Smoke from California's hundreds of wildfires is continuing to affect the Valley's air quality. But things are looking up.
Air quality readings today in Tulare County show pollution levels in the unhealthy range — an improvement from the very unhealthy range on Friday — but initially for a different kind of air pollution than that experienced in recent days.
Smoke from the fires contributed to extremely poor air quality here over the past week. The offending pollutant, however, was consistently ground-level ozone. Today's forecasted air quality was deemed unhealthy earlier in the day for fine particulate matter smaller than 2.5 microns in size — consistent with the soot from smoke.
The change in offending pollutant brings with it an improvement in air quality, one that continued this afternoon as the offending pollutant shifted back to ground-level ozone.

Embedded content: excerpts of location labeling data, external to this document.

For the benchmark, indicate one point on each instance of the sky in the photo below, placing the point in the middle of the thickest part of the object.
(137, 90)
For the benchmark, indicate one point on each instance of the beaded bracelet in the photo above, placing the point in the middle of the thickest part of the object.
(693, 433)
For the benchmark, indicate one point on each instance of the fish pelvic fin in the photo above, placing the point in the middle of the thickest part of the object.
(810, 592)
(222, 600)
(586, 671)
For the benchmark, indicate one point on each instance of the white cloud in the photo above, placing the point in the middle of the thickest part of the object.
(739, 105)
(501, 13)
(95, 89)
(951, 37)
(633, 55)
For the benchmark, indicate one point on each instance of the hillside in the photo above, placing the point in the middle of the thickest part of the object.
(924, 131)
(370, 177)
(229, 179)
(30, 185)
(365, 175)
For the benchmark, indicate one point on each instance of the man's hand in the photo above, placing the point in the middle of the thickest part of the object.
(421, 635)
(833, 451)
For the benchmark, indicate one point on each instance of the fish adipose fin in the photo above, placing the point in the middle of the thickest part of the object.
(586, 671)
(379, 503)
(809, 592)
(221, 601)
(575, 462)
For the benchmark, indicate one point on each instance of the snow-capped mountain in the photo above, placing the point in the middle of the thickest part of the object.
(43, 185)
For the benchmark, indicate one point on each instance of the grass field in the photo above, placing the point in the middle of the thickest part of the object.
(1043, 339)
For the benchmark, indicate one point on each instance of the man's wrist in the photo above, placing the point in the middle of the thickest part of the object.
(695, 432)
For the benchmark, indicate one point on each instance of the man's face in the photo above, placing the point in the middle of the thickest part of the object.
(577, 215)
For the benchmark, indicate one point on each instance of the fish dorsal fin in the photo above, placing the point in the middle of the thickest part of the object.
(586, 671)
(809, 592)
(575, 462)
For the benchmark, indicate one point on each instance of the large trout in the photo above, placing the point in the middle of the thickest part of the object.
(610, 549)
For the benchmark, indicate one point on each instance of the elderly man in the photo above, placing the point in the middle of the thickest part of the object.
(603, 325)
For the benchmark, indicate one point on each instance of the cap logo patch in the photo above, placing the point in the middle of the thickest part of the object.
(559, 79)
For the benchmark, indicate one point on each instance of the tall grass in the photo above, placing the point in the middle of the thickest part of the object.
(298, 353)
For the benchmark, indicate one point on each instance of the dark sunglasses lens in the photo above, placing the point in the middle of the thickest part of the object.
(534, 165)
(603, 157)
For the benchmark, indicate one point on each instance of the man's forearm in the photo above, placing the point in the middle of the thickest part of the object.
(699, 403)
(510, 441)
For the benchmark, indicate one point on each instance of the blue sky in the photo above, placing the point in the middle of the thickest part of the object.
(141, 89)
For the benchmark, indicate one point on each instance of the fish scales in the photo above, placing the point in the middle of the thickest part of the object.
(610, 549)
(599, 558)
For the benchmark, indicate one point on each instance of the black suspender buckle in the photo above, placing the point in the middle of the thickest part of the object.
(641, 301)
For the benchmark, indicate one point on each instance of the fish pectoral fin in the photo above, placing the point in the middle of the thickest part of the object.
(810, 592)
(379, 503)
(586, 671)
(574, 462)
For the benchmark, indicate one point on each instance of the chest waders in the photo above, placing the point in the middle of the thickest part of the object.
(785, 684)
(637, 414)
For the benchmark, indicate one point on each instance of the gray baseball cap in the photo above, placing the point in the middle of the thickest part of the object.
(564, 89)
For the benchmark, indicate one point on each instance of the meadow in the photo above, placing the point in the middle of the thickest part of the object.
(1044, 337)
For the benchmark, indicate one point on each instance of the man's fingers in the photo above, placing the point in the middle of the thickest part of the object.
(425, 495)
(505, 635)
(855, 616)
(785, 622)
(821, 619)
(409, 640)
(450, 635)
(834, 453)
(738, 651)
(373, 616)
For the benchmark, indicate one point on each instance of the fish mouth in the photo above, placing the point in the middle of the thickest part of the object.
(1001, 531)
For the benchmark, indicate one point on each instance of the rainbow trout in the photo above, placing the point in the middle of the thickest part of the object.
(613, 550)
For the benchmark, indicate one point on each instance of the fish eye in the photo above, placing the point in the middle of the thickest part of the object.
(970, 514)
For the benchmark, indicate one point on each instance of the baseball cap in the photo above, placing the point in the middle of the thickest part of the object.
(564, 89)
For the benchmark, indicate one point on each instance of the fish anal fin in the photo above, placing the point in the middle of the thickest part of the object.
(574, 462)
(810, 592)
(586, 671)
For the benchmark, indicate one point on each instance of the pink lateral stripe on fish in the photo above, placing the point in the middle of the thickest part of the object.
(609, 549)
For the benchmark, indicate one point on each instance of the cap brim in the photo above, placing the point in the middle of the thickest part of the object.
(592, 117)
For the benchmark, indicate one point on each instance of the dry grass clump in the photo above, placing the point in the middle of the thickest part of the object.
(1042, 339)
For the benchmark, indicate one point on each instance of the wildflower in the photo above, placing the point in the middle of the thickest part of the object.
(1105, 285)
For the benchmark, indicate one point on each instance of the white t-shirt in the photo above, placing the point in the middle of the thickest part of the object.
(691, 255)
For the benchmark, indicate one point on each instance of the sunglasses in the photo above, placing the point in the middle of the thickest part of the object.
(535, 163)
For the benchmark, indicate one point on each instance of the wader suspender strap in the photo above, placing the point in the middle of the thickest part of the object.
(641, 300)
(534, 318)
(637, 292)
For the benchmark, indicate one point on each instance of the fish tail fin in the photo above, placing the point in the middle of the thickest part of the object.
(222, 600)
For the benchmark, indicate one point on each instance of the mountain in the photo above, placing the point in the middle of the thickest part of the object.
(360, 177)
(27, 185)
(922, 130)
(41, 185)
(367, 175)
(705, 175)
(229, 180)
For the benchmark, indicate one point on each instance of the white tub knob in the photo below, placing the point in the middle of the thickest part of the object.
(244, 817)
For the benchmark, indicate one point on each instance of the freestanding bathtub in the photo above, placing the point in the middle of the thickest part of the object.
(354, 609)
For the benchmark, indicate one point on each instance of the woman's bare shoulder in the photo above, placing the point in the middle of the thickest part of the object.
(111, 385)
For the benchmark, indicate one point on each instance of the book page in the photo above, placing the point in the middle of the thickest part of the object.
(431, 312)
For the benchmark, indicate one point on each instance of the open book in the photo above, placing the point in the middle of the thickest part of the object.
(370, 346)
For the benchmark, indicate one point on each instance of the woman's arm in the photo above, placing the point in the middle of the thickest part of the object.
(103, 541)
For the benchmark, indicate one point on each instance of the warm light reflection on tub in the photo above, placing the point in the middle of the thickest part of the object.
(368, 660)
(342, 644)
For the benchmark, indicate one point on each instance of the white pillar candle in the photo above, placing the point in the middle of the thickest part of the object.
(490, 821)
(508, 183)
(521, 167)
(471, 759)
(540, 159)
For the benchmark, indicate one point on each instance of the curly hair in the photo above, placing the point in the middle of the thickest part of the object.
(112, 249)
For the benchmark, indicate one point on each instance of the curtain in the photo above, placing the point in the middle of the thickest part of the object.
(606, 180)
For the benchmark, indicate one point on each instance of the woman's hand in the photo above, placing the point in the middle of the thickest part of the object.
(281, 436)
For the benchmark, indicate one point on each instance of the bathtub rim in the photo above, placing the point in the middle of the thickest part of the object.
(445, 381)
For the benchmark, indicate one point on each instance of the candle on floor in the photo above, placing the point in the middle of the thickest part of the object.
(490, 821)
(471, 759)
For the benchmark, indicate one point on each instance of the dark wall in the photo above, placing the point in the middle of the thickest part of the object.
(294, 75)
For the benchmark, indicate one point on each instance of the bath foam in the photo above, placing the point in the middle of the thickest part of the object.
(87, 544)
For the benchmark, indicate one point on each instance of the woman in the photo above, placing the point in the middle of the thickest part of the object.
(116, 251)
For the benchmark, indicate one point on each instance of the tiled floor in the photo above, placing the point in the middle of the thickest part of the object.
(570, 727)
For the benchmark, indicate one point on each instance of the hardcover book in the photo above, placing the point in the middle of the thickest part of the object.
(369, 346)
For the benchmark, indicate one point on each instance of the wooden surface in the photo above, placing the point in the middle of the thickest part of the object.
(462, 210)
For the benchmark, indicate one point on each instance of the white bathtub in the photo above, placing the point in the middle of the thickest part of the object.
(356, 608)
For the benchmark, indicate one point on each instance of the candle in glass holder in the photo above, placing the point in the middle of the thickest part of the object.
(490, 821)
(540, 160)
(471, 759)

The San Joaquin Valley Air Pollution Control District posted an Air Quality Index reading of 203 on Friday for ground-level ozone in Tulare County, which is considered very unhealthy. Saturday's AQI was 187, again for ground-level ozone, dipping back into the unhealthy range. Today's AQI was forecast at 162, near the middle of the unhealthy range but for PM2.5 rather than ground-level ozone. That forecast shifted at 4:30 p.m. today to an adjusted AQI of 124 for ground-level ozone.

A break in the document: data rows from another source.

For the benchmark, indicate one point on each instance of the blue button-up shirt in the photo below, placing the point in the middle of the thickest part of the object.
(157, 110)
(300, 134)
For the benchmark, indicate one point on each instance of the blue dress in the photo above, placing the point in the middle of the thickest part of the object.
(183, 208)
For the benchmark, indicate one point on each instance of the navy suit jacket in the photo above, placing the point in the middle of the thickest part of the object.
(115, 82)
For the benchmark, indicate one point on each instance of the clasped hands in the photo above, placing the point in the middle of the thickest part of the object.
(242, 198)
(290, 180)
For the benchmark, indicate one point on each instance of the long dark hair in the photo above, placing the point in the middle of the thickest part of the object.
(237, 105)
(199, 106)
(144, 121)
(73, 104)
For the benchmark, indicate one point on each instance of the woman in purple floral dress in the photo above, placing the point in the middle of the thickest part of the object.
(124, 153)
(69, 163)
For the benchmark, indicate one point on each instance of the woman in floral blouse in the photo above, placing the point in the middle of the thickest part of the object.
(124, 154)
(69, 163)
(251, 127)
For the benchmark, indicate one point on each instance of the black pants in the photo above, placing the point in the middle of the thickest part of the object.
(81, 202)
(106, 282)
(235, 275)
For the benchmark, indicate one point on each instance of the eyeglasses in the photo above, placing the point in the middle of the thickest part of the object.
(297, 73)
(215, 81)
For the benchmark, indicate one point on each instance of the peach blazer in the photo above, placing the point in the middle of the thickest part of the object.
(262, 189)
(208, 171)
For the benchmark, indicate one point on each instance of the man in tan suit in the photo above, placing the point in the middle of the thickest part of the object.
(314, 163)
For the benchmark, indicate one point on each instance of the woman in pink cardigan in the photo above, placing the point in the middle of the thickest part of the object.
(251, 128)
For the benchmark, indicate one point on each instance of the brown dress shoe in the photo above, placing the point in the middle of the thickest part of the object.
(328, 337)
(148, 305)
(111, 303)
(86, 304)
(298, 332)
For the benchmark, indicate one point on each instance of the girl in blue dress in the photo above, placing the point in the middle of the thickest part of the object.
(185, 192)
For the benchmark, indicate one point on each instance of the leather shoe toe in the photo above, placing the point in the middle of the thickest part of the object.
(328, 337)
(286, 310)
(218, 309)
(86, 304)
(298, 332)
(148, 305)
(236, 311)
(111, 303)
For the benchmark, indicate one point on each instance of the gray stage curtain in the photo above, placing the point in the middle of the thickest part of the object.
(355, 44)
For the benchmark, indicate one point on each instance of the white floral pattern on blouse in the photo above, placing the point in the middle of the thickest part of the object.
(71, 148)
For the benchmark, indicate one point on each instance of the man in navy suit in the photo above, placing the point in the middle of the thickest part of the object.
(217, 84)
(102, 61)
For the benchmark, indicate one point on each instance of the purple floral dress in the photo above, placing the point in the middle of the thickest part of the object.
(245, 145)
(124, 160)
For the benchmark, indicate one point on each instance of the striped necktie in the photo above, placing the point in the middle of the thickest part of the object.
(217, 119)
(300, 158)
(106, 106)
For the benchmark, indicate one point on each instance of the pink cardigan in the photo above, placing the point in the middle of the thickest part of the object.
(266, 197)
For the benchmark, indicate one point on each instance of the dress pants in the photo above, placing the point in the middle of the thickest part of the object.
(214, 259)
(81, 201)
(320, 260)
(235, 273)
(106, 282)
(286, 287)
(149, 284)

As air pollutants changed and air quality improves in the southern reached of the eight-county San Joaquin Valley air basin, the same was holding true in the northern counties.
Air quality readings in San Joaquin County, the northernmost county in the basin, were unhealthy Friday and moderate Saturday, with a moderate reading expected again today — all for ground-level ozone. A similar trend of improving air quality is shown moving south from San Joaquin in the counties of Stanislaus, Merced, Madera and Fresno, and in neighboring Kings County, although expected air quality readings today are in one of the three unhealthy categories in every county south of Stanislaus.
PM2.5 has consistently been the offending pollutant earlier in the week in the Valley's northern counties, primarily due to smoke from the state's wildfires. Ozone is a more typical pollutant in the Valley during summer months. AQI totals for the entire Valley shifted back to ground-level ozone with the 4:30 p.m. update today.
Starting in the most northern Valley county and moving south, Monday's anticipated air quality is:
--San Joaquin: Moderate (84) for ground-level ozone.
-- Stanislaus: Unhealthy for Sensitive Groups (111) for ground-level ozone.
-- Merced: Unhealthy for Sensitive Groups (101) for ground-level ozone.
-- Madera: Moderate (97) for ground-level ozone.
-- Fresno: Unhealthy for Sensitive Groups (129) for ground-level ozone.
-- Kings: Unhealthy for Sensitive Groups (129) for ground-level ozone.
-- Tulare: UnhealthySensitive Groups (124) for ground-level ozone.
-- Kern (only that portion in the Valley): Unhealthy (161) for ground-level ozone.